Get you some 20 lb flouro, 1/0 mutu light circles and hide them in your cut bait. As little weight as needed. 

Or you could just troll some dusters around and catch some kings, spanish and bobos.


----------



## SaltySurprise (Aug 4, 2017)

So you think any of the short holes are about the same? None are better than the other


----------



## iJabo (Jul 6, 2013)

I have a small Cape Horn too. Pick your days and you could surprise yourself with how far you can run. It's definitely better to ere on the side of caution, but I've gone out 10-12 miles out in mine on a good day.

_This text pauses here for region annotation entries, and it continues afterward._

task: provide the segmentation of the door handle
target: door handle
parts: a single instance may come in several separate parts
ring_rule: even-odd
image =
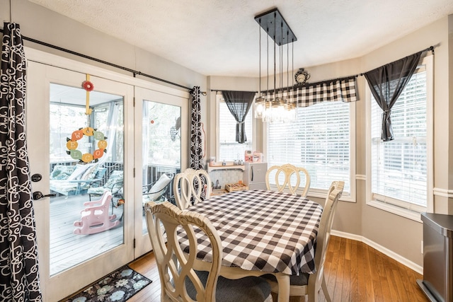
[[[33,192],[33,200],[40,199],[42,197],[53,197],[54,196],[57,196],[56,194],[47,194],[47,195],[43,194],[40,191]]]

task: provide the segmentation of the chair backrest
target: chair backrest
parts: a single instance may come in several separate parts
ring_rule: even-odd
[[[343,181],[333,182],[328,191],[328,195],[324,203],[316,236],[316,250],[314,257],[316,272],[312,276],[313,277],[311,276],[309,278],[309,286],[315,286],[316,291],[321,286],[323,278],[324,262],[326,262],[327,247],[331,238],[333,216],[344,186],[345,182]]]
[[[297,194],[301,183],[303,183],[303,176],[305,176],[305,186],[301,195],[306,197],[310,188],[310,175],[304,168],[296,167],[289,163],[282,165],[273,165],[266,172],[265,180],[268,190],[271,190],[270,178],[273,176],[275,177],[275,185],[278,192],[282,192],[287,187],[291,194]]]
[[[176,174],[173,182],[176,205],[185,209],[211,197],[211,178],[205,170],[185,169]]]
[[[188,278],[197,291],[197,301],[215,301],[222,250],[220,238],[210,221],[202,214],[181,211],[168,202],[147,202],[145,212],[148,234],[161,279],[161,300],[164,301],[164,297],[168,296],[172,301],[193,301],[185,287]],[[212,247],[212,262],[205,286],[193,269],[198,252],[194,226],[207,236]],[[178,240],[177,230],[183,229],[189,238],[188,256],[183,252]]]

If you're hunting reef species, generally, the further away from the Pass you go, the less pressure the fish have seen. That doesn't mean that Three Barge or those other close wrecks are empty, but its a good general rule of thumb. I like to sometimes pick a small, obscure public reef that's not too far and check it out. There are some reef balls and culverts that don't get fished as much because people will pass them up heading to the bigger wrecks.


----------



## SaltySurprise (Aug 4, 2017)

Have you tried any short holes recently that have been worth it? I've fished three barges before and caught some fish but nothing spectacular, and is there anywhere you can see an actual map of public numbers for Florida? Because I look at reefs and wrecks on mbt divers but there's no actual map, but I guess I could use water depths to tell if they're out far or not... but anyways, I'm just looking to set my girlfriend up on something that'll give her a nice little pull!


----------



## chaps (Aug 31, 2009)

You can get an Sd card for your GPS of all the public spots off escambia and Santa Rosa county.


----------



## Ocean Master (May 20, 2008)

There were plenty of legal Mingo's at the 3 barges last Saturday.


----------



## SaltySurprise (Aug 4, 2017)

Sweet thanks for the info


----------



## jspooney (Oct 2, 2007)

Tomorrow may not be a great boating day. Keep an eye on the radar.


----------



## SaltySurprise (Aug 4, 2017)

Gonna hit the water around 5... beat the storms??


----------



## SaltySurprise (Aug 4, 2017)

Tried to put a thumbs up but it changed it to 2 question marks


----------



## Simonj31 (Mar 6, 2014)

SaltySurprise said:


> Hey guys, long time reader and information gatherer, but first time poster, so bear with me. I have fished in the gulf for a long time on larger boats so we went out a good ways, I recently got my own 17 ft Cape Horn, and was going to try to hit some short holes tomorrow. Just wondering if it's worth the trip because I know these shorter public holes get hit really hard. I just want to take my girlfriend out and let her bow up on something. And all the stuff I've fished in the past have been at an excess of 20 miles and I don't feel comfortable doing that in my ole 17 footer. Any info on short hot spots would be appreciated.


Man, you don't even have to go that far. All the public numbers close to the pass(like within 4 miles)are holding fish. You ain't going to break any world records, but there are def fish there. It's been consistent. I tried this Saturday, but the waves were too much for my boat.


----------